Working with Harold Eugene Edgerton of MIT, Gjon Mili was a pioneer in the use of stroboscopic instruments to capture a sequence of actions in one photograph. Trained as an engineer and self-taught in photography, Gjon Mili was one of the first to use electronic flash and stroboscopic light to create photographs that had more than scientific interest. Many of his images revealed the intricacy and flow of movement too rapid or complex for the naked eye to discern. In the mid-1940s, he was an assistant to the photographer Edward Weston.
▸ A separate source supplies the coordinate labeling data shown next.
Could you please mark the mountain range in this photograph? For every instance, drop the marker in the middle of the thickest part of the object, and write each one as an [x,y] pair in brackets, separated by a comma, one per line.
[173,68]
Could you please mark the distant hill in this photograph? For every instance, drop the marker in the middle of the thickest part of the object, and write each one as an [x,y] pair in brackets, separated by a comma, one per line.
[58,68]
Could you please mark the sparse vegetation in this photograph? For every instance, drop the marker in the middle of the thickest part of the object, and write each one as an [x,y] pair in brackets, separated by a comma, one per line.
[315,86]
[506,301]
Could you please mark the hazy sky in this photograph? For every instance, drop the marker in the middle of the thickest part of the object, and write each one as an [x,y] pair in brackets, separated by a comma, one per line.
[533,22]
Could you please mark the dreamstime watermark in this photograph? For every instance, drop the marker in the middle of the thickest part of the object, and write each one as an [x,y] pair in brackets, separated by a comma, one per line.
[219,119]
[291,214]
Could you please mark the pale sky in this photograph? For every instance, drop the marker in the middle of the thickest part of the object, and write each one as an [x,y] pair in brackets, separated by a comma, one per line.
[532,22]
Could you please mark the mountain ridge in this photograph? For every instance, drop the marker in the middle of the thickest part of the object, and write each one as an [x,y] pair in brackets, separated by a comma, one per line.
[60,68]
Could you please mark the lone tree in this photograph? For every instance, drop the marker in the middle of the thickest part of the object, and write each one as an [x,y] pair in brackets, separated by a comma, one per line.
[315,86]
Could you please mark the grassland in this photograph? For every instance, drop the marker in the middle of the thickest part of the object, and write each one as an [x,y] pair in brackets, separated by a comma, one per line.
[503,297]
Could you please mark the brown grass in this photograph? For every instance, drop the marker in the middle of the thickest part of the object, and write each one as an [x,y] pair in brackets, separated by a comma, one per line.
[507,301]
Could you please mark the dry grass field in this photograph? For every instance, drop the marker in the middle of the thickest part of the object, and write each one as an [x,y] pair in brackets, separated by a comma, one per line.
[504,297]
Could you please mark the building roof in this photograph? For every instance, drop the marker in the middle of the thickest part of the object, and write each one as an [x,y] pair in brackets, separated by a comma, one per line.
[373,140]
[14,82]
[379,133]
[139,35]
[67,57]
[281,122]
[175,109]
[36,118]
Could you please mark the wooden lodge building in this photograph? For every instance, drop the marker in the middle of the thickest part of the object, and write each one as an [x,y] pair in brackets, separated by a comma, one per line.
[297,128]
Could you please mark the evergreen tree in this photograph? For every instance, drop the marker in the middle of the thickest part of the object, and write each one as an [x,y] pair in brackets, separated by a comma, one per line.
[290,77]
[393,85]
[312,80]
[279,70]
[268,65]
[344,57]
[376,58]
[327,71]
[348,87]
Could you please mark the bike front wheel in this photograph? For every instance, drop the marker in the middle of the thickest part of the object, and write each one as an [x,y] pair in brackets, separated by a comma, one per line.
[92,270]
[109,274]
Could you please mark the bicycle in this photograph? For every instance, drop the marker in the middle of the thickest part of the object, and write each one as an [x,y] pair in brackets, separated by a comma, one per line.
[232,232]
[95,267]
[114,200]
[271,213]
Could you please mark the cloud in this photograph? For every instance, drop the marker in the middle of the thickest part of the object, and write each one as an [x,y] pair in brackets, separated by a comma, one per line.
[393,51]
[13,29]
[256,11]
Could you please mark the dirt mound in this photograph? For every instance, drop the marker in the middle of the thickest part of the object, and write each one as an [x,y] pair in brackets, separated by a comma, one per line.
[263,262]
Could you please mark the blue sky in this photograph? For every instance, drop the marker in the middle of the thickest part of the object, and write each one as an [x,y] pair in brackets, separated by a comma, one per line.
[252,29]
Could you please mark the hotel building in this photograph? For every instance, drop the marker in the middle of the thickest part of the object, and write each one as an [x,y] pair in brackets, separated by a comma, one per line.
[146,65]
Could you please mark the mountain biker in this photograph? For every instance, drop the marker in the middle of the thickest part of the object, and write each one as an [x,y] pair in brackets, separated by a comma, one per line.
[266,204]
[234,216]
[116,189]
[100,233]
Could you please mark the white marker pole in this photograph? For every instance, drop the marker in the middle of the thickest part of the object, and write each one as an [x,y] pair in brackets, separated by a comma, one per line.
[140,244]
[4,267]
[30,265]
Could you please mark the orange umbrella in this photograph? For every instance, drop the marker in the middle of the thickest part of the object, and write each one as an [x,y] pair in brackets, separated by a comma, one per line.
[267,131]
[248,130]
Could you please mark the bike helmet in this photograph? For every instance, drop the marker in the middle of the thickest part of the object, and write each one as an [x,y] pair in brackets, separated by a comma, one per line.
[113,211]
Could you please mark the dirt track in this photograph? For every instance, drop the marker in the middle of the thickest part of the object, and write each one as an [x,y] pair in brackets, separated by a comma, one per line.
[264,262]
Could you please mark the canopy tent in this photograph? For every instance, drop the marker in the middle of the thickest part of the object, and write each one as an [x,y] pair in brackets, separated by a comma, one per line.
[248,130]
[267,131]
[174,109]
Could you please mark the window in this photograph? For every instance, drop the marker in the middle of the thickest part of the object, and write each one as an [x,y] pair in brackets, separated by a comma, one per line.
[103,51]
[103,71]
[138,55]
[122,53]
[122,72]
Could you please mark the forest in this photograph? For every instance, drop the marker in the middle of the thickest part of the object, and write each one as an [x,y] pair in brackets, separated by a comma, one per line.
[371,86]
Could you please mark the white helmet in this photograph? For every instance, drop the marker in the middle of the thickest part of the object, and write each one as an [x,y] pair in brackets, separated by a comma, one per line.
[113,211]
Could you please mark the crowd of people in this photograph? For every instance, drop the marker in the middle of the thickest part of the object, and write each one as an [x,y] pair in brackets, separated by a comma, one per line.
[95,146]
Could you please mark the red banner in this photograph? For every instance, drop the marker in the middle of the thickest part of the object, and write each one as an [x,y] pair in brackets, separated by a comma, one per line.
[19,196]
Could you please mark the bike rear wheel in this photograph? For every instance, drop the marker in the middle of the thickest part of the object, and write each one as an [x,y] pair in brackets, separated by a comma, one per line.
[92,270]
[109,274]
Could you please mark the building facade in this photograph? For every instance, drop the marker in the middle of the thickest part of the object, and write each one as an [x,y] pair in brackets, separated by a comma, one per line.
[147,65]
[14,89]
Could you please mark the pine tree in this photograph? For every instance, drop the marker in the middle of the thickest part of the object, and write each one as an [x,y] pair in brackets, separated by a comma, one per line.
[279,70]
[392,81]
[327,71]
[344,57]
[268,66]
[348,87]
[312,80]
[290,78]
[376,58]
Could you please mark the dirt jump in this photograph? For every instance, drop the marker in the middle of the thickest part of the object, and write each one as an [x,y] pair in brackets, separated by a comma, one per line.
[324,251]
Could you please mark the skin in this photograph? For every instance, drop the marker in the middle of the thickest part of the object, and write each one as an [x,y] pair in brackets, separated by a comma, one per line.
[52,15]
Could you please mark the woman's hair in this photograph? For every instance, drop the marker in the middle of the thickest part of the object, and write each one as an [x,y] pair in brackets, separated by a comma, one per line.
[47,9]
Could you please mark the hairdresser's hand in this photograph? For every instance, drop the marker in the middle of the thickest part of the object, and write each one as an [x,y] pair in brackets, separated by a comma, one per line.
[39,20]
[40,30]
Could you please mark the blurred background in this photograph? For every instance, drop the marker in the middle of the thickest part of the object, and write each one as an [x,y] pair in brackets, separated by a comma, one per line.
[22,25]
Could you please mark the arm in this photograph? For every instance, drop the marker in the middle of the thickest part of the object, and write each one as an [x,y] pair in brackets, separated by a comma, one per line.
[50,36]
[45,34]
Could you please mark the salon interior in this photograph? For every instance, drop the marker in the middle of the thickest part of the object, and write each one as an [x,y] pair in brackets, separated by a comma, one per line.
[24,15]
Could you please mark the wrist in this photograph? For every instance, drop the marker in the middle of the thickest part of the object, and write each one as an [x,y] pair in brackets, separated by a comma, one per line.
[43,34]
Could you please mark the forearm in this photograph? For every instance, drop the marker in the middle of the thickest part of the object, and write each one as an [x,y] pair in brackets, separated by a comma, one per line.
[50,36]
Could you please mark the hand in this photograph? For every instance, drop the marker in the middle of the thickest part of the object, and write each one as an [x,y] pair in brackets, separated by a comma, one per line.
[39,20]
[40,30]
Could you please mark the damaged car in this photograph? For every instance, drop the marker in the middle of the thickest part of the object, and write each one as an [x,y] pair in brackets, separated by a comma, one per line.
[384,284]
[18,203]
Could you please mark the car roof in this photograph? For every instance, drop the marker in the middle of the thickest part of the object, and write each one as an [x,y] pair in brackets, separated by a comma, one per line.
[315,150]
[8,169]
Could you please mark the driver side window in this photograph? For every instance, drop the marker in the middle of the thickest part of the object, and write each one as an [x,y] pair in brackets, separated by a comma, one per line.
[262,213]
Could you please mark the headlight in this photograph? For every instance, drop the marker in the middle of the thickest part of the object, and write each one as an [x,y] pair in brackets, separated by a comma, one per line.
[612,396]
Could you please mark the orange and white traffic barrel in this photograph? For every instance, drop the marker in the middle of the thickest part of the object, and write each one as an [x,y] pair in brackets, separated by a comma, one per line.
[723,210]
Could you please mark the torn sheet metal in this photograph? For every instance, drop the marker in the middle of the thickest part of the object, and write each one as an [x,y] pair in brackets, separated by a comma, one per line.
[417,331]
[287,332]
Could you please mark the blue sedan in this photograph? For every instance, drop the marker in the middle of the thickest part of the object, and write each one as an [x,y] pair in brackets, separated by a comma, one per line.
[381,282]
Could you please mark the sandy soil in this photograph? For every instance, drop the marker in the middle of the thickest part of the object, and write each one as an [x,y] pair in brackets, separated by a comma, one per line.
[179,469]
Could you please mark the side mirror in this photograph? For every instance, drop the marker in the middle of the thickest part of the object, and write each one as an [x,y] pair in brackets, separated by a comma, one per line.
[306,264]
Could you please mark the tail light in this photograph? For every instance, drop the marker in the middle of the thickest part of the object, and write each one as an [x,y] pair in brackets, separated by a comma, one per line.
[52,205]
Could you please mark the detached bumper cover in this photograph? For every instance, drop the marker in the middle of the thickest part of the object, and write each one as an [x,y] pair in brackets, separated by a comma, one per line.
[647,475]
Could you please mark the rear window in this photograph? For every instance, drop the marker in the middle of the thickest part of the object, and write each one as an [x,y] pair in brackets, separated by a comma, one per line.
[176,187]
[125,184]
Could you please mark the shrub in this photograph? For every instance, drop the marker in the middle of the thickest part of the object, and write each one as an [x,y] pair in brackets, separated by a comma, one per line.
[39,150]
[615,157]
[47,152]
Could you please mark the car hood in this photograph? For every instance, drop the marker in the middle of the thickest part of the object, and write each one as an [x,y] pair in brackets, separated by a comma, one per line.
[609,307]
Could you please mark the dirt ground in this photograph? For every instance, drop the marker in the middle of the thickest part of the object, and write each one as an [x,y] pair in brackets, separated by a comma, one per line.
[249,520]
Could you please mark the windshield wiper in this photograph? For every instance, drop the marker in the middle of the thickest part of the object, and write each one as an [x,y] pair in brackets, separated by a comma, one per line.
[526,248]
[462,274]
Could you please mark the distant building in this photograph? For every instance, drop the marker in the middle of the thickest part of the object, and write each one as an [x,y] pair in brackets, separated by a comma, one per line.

In 1944, he directed the short film Jammin' the Blues, which was made at Warner Bros., and features performances by Lester Young, Red Callender, Harry Edison, "Big" Sid Catlett, Illinois Jacquet, Barney Kessel, Jo Jones and Marie Bryant. Mili did not serve as cinematographer for the film (Robert Burks did) but the film used multiplied images that in many ways recall the multi-image still-frames done with the strobe. The imaginative use of the camera makes this film a minor landmark in the way that musicians have been filmed.

Over the course of more than four decades, thousands of his pictures were published by Life as well as other publications.

Mili died of pneumonia in Stamford, Connecticut, at the age of 79.